The team's method used site-directed mutagenesis and CRISPR/Cas9 to engineer DNA fragments carrying a variety of clinically important alterations, mixing them with micrococcal nuclease-digested HEK293 cell-line DNA to obtain samples with varying allelic fractions.
When the researchers compared next-gen sequencing results using these materials to those from actual patient-derived plasma samples, they achieved strong agreement, based on both the size profile of cfDNA fragments and on various quality control metrics of the resulting sequencing data, the authors wrote.
Overall, the field seems to be undecided still on what approach is optimal for creating a reference sample that is commutable to actual clinical specimens.
In discussions about liquid biopsy test validation in the wake of the FDA's first approval of a blood-based tumor test last year — Roche's PCR-based Cobas EGFR Mutation Test v2 — stakeholders have expressed different opinions.
Roche said, for example, that its discussions with the FDA led to a decision to use a sheared DNA approach, but others, like Guardant Health President and COO AmirAli Talasaz, have said that they believe sheared DNA and synthetic materials are both inferior to using cancer cell-line derived DNA with known mutation status spiked into cell-free DNA samples from young healthy donors.
"Roche paved the way for acceptance of contrived samples by the FDA, and [this approach] is also accepted by CAP/CLIA as adequate materials for validation," SeraCare's Garlick said this week. However, he added, Roche's validation work for its EGFR liquid biopsy test demonstrates the need for, and the value of commercial multiplex reference products.
At a recent forum hosted by the FDA and the American Association for Cancer Research, for example, Roche Molecular Diagnostics' Research Head Walter Koch said that in order to complete the studies that supported the FDA approval of its test, Roche spent "in excess of $2 million," both for mutant cell lines that the company could use to create contrived samples, as well as other normal and non-small cell lung cancer specimens.
"We had to buy some pretty large volumes, which is not easy to get from cancer patients.
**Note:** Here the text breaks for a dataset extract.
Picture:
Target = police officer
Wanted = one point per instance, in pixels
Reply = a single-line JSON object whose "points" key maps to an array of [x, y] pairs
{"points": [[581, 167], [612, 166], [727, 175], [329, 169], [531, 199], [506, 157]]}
Where we did find those samples that had the mutations of interest, they were often at low prevalence and low concentrations, so we screened about a thousand samples to find 80 specimens… Most of those only had about 200 copies per mL or less. If you're using that do to spikes, you're not starting from a good point," Koch explained.
That's two million dollars for EGFR, Garlick said. "What about all the other variants? … Creating sample sets for all of them would be prohibitively expensive."
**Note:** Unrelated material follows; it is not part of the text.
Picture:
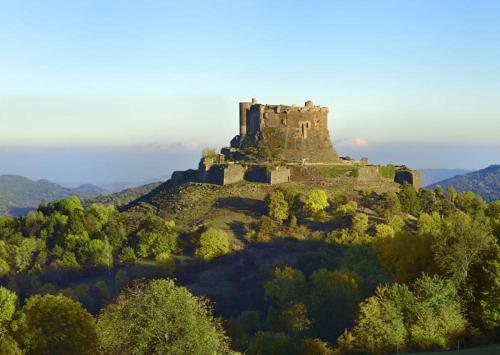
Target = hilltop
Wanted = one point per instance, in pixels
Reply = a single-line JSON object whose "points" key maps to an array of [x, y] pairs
{"points": [[19, 194], [432, 176], [485, 183], [123, 197], [227, 206]]}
As a result, commercial multiplex tools like SeraCare's, Horizon's — and potentially others using techniques like those described in the Clinical Chemistry study this week — appear poised for increasing adoption as more labs seek to validate multiplex tests under CLIA, or decide to move such diagnostics through the FDA.
In ongoing stakeholder discussions, some have also called for the promotion of specific tools that can be used across labs to assess competing or similar tests, perhaps even as a requirement for coverage and reimbursement if not for regulatory approval.
Garlick stressed that reference materials are not only necessary for test development and validation, but also for ongoing quality control or proficiency testing.
Having a good reference allows you to do this," he said. "You can send out to all the labs claiming commercial launch, and [evaluate them side by side.]"
According to Garlick, at a recent meeting of the Foundation for Genetics Research attendees estimated that there are at least 24 labs now testing clinical liquid biopsy samples. "But there has been no [proficiency] testing yet," he said.